Through various events the power of the Savoia culminated in 1770 with the annulment of local governments. These centuries are marked by three fundamental moments: 1630, the year of the plague (documented and made famous by Alessandro Manzoni in his book "Promessi Sposi") which exterminated about two thirds of the population; the French invasion of 1691, of 1704-6 and finally that of 1792 by the Republican army; the annexation by France commanded by Napoleon together with the other regions of Piedmont happening in the year 1800. After the fall of the Napoleonic empire - with the Congress of Vienna in 1815 - the Valle d'Aosta returned to the Savoia making up part of the Kingdom of Sardinia which in 1861 was proclaimed Kingdom of Italy. The formation of the Italian state brought to the population of the Valle d'Aosta the springing up of various political and cultural problems which were aggravated during Fascism when they had to undergo a process of forced Italianization that brought about a strong phenomenon of emigration. After the Second World War before the proclamation of the Italian Republic, on the 7th September 1945, Umberto di Savoia, Lieutenant of the Kingdom, signed a legislative decree in which the Valle d' Aosta was recognized as a special administrative autonomy"in consideration to its geographic, economic and linguistic condition in all particulars"; this decree provided for, between other things, the election of members with full administrative powers.
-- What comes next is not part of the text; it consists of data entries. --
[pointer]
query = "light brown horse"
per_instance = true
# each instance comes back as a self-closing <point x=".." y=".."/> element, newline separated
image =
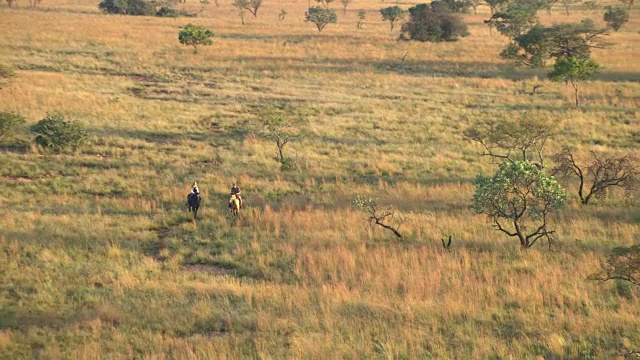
<point x="234" y="205"/>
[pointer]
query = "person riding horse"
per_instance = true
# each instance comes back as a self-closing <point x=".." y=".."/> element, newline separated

Today it is a region with a special statute that forsees between the regulations to a greater extent, qualifying the free use of the French language of which the statute recognises the equalization with the Italian language.
The historical events here briefly explained determine an isolation of this land that had and has repercussions even on the use of customs of its inhabitants, including naturally also that of cooking that today is very uniqueand the ability to preserve - more than in other regions - the most ancient traditions.